The evaluation of IHC expression can be affected by technical issues, including formalin fixation time. According to the guidelines established by the American Society of Clinical Oncology (ASCO) and the College of American Pathologists (CAP) for HER2 testing, specimens should be fixed in 10% neutral buffered formalin for 6-72 h (11). According to the ATLAS of PD-L1 IHC testing in lung cancer, published by the International Association for the Study of Lung Cancer (IASLC), a formalin fixation time of 6-48 h is recommended for PD-L1 IHC evaluation using the 22C3 assay (12). During PD-L1 evaluation with the SP263 assay, a reasonable formalin fixation time is considered to be 6-72 h (13).
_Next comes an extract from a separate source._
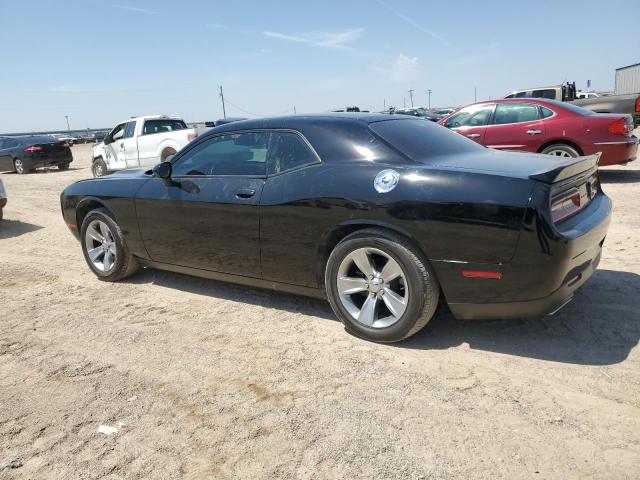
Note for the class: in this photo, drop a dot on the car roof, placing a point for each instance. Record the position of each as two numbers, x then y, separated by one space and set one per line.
300 121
Although upper limits for the formalin fixation period have been imposed, the data on which these limits are based, are poorly documented. Therefore, it is important to experimentally verify the appropriate formalin fixation time for PD-L1 evaluation by IHC. In the present study, we investigated the association between formalin fixation time and PD-L1 expression in NSCLC patients, and clarified the optimal duration of fixation for accurate PD-L1 evaluation by IHC.
Materials and Methods
Patients and sample processing. We collected a total of 55 NSCLC samples from resected lungs at Kobe City Medical Center General Hospital from February 2017 to December 2017. We excluded specimens diagnosed with adenocarcinoma in situ and minimally invasive adenocarcinoma, because sufficient tumor cells were needed for PD-L1 interpretation. The tumor samples of the resected lung specimens were divided into two parts and both were immediately placed in 10% buffered formalin. One portion of each tumor sample was fixed for 12-24 hours to ensure adequate fixation (normal fixation), which is the duration recommended by established guidelines (12, 13). The other portion was fixed for 96-120 hours (prolonged fixation) (Figure 1). Following fixation, each tumor block was immediately processed for paraffin embedding. The PD-L1 in the resulting paraffin-embedded (FFPE) tumor blocks was then assessed using IHC to establish their TPS.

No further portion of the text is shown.